«Что же вы молчите? – закричала В.О. – Борис Александрович, вам нравятся стихи?» – «Ничего не могу сказать, – ответил Садовской, снисходительно посмотрев на Бориса. – Все это не доходит до меня». Борис оторопело и дико смотрел на него. Сам того не зная, Садовской задел у него самое больное место. Он сконфуженно пробормотал что-то, потом уже громко, размахивая руками, быстро заговорил: «Да, да, я вас понимаю, может быть, если б я услыхал такие стихи несколько лет тому назад, я бы сам сказал что-нибудь в этом роде, но…» – тут он окончательно потерял дар слова и разразился потоком философем, смысл которых сводился к защите чего-то, что он хотел сделать, но, разумеется, не сумел сделать и т. д. После этого он быстро убежал.

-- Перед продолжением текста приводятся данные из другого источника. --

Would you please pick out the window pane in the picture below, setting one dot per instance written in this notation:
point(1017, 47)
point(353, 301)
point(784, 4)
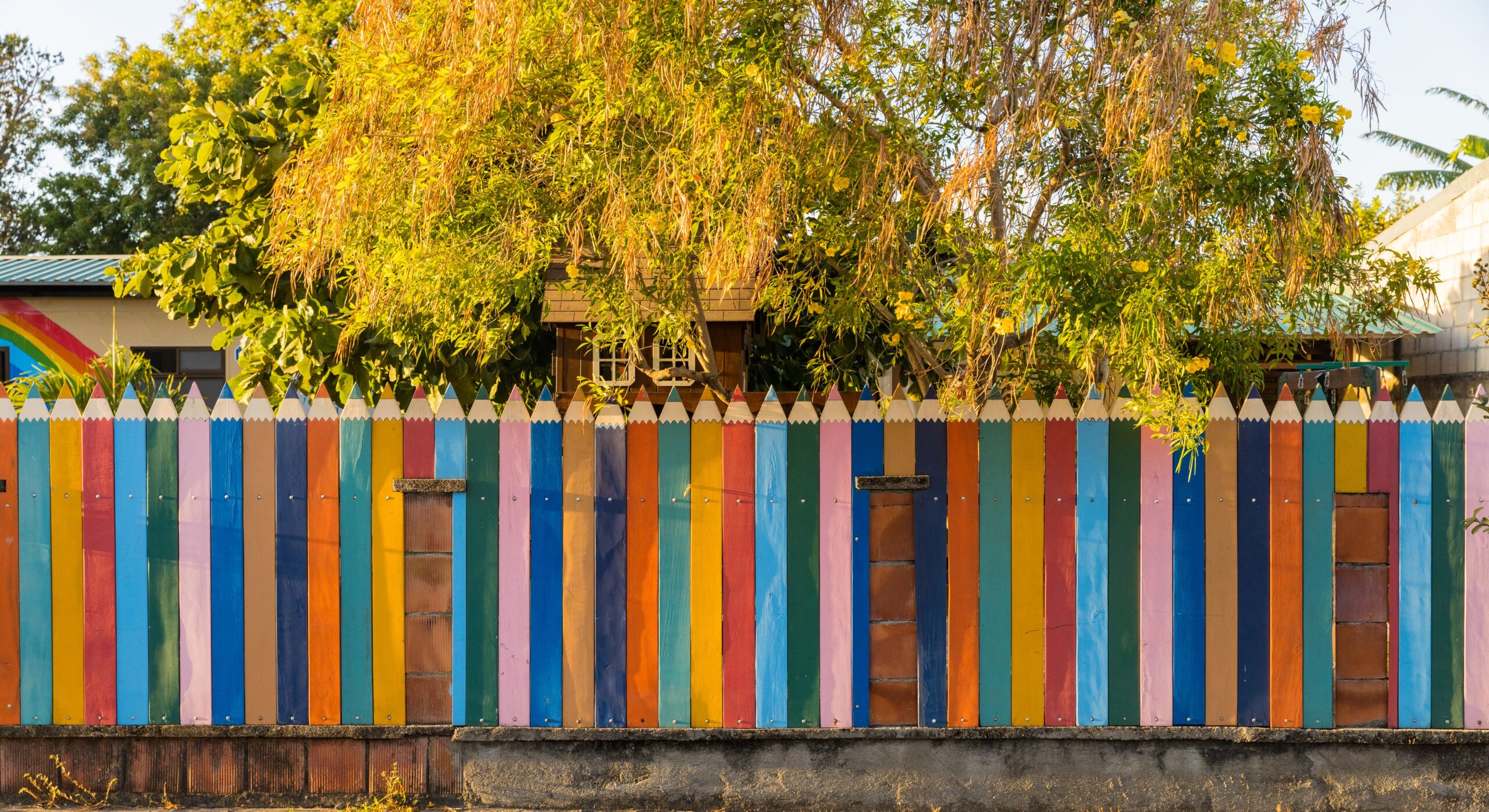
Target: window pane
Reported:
point(201, 361)
point(163, 359)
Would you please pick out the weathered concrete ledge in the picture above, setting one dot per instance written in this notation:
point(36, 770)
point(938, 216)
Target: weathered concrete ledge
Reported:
point(1016, 769)
point(373, 732)
point(886, 768)
point(1187, 733)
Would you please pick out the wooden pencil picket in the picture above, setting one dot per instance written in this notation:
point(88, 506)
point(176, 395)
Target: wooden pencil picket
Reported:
point(621, 568)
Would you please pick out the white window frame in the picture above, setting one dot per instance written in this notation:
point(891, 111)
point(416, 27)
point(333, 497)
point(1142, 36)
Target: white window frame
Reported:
point(672, 361)
point(607, 355)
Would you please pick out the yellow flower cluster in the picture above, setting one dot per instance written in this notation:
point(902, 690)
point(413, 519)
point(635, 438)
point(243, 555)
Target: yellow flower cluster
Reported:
point(1198, 65)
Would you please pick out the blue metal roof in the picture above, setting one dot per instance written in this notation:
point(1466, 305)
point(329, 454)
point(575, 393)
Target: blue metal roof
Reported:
point(59, 270)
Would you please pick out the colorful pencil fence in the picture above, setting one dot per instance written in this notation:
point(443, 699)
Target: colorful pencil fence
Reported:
point(624, 568)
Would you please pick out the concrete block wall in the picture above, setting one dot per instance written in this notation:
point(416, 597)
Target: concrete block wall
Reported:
point(1451, 232)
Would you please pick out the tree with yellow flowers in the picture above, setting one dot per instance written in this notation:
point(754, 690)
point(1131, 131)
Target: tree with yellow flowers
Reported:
point(958, 190)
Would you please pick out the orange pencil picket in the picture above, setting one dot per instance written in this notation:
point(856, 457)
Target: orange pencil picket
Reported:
point(1287, 562)
point(641, 565)
point(963, 561)
point(323, 558)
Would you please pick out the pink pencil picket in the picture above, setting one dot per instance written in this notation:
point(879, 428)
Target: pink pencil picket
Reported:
point(1476, 568)
point(1156, 603)
point(836, 525)
point(194, 516)
point(514, 559)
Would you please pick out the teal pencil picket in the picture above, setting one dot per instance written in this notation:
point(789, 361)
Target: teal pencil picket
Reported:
point(1448, 562)
point(1318, 562)
point(35, 491)
point(1123, 562)
point(131, 561)
point(357, 561)
point(674, 561)
point(995, 550)
point(803, 565)
point(450, 464)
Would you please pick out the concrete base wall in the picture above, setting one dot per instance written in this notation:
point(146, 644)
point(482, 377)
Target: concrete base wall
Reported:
point(909, 768)
point(1016, 769)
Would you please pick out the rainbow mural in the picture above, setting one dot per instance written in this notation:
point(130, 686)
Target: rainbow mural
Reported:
point(39, 343)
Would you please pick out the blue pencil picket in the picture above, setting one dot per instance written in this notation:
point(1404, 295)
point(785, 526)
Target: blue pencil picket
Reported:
point(357, 561)
point(1189, 583)
point(450, 464)
point(131, 564)
point(1415, 580)
point(289, 561)
point(547, 574)
point(1092, 443)
point(868, 461)
point(931, 576)
point(35, 492)
point(610, 567)
point(770, 564)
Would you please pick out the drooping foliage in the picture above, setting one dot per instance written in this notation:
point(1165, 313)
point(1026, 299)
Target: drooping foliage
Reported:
point(227, 157)
point(116, 120)
point(26, 88)
point(976, 193)
point(1448, 165)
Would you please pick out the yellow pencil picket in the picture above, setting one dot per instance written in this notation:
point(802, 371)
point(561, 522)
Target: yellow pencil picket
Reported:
point(708, 564)
point(387, 562)
point(67, 562)
point(1027, 599)
point(1351, 433)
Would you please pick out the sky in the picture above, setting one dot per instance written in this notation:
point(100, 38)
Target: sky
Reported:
point(1419, 45)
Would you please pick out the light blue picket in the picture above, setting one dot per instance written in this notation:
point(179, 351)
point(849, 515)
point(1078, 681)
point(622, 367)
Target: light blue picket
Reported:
point(1415, 582)
point(35, 495)
point(770, 564)
point(1092, 434)
point(450, 464)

«Ну вот, – сказала В.О., – вы его напугали».
«Все эти новейшие кривляния глубоко чужды мне», – заявил Садовской, чувствуя себя хранителем священного огня.

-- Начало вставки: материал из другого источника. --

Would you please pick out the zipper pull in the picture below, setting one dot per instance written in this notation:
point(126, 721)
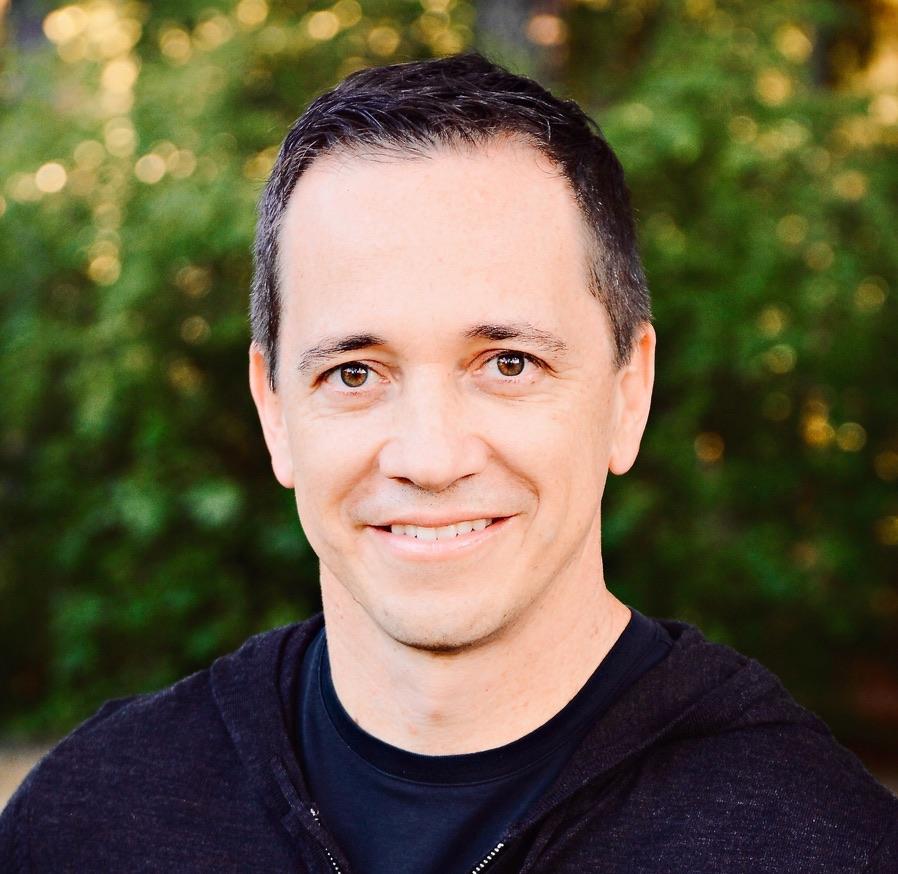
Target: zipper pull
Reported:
point(488, 859)
point(327, 852)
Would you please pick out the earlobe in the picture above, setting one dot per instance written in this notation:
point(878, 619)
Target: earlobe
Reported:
point(269, 408)
point(634, 397)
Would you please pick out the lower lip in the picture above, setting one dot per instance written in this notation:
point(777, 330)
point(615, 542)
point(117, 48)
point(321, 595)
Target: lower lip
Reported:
point(407, 547)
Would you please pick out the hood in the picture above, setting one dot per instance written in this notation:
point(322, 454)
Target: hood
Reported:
point(700, 688)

(Локс К.Г. Повесть об одном десятилетии: 1907–1917 гг. // Пастернак Б.Л. ПСС. Т. 11. С. 36–37)
– Боря – прекрасный музыкант, мог бы хорошо рисовать… Почему-то пишет стихи! – говорил, недоумевая, Леонид Осипович Пастернак (а я слышала это в передаче Сергея Павловича Боброва, друга молодости Бориса).
– Боря глупостями занимается! – огорченно жаловался Л.О. своему сотруднику по Училищу живописи, ваяния и зодчества, профессору В.М. Чаплину, ведшему курс отопления и вентиляции, брату моего мужа.

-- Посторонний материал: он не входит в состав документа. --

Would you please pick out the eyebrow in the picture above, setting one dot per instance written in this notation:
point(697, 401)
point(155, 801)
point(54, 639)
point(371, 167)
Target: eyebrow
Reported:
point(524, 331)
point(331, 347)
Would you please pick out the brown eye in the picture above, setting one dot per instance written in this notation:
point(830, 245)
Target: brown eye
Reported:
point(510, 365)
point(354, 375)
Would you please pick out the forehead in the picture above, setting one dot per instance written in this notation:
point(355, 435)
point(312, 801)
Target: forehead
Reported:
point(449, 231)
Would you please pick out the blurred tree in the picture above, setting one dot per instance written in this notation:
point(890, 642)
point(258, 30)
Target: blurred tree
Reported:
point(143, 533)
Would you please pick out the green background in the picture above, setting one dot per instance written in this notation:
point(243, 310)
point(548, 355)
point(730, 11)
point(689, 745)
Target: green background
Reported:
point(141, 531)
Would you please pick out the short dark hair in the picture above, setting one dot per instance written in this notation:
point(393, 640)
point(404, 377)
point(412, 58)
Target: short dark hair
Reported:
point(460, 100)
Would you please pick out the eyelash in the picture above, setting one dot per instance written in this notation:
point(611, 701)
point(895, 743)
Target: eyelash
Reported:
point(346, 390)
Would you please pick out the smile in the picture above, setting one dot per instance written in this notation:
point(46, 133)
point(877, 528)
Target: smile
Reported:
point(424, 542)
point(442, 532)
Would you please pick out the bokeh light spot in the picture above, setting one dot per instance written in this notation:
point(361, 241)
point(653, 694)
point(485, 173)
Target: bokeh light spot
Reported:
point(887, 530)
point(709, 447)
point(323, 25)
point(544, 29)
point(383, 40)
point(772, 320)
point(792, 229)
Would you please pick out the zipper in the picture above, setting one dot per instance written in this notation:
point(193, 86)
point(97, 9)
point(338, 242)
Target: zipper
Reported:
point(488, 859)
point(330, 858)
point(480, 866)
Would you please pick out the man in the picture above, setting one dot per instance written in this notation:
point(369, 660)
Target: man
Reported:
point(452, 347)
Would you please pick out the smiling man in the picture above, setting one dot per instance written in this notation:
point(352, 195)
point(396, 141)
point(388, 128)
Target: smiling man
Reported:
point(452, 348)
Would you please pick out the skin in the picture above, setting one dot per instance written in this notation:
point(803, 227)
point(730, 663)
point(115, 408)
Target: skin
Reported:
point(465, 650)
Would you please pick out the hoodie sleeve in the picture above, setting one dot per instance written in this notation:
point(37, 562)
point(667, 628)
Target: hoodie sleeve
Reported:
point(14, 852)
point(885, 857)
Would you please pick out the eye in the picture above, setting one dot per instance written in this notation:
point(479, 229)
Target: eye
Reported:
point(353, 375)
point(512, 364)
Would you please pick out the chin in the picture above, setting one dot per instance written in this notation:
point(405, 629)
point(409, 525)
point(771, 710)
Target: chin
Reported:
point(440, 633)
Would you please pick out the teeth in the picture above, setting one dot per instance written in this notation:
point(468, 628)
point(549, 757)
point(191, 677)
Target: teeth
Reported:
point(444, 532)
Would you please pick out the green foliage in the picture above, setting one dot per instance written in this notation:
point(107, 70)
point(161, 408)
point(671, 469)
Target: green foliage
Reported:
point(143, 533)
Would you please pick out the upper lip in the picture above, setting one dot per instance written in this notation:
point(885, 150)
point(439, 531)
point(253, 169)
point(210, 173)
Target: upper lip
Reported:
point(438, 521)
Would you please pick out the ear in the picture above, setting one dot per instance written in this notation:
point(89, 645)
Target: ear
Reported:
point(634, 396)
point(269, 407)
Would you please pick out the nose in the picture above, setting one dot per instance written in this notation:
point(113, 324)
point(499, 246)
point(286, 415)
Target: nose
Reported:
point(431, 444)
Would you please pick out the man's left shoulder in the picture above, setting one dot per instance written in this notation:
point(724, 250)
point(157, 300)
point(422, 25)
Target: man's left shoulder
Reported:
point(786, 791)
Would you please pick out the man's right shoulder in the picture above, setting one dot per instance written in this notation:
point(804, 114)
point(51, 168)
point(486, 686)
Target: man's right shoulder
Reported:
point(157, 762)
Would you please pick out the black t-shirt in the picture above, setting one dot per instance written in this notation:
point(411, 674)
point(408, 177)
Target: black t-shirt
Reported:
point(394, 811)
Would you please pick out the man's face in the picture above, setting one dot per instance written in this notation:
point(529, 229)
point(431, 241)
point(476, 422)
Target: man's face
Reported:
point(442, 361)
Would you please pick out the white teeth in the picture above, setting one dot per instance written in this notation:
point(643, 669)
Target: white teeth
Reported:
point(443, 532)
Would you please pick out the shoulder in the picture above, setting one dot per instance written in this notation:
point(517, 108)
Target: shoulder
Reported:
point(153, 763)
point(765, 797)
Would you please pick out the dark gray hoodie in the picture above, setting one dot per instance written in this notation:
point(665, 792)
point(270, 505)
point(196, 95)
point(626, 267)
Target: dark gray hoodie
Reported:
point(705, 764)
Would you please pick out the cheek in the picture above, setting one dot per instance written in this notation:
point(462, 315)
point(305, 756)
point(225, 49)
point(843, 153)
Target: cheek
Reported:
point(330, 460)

(Кунина Е.Ф. О встречах с Борисом Пастернаком // Пастернак Б.Л. ПСС. Т. 11. С. 111–112)
…Весной 1908 года совпали сроки нашего окончанья гимназии, и одновременно с собственной подготовкой я взялся готовить к экзаменам и старшую В-ю[42].
Большинство моих билетов содержало отделы, легкомысленно упущенные в свое время, когда их проходили в классе. Мне не хватало ночей на их прохожденье. Однако урывками, не разбирая часов и чаще всего на рассвете, я забегал к В-й для занятий предметами, всегда расходившимися с моими.
Это была красивая, милая девушка, прекрасно воспитанная и с самого младенчества избалованная старухой француженкой, не чаявшей в ней души. Последняя лучше моего понимала, что геометрия, которую я ни свет ни заря проносил со двора ее любимице, скорее Абелярова, чем Эвклидова. И, весело подчеркивая свою догадливость, она не отлучалась с наших уроков. Втайне я благодарил ее за вмешательство. В ее присутствии чувство мое могло оставаться в неприкосновенности. Я не судил его и не был ему подсуден. Мне было восемнадцать лет. По своему складу и воспитанью я все равно не мог и не осмелился бы дать ему волю.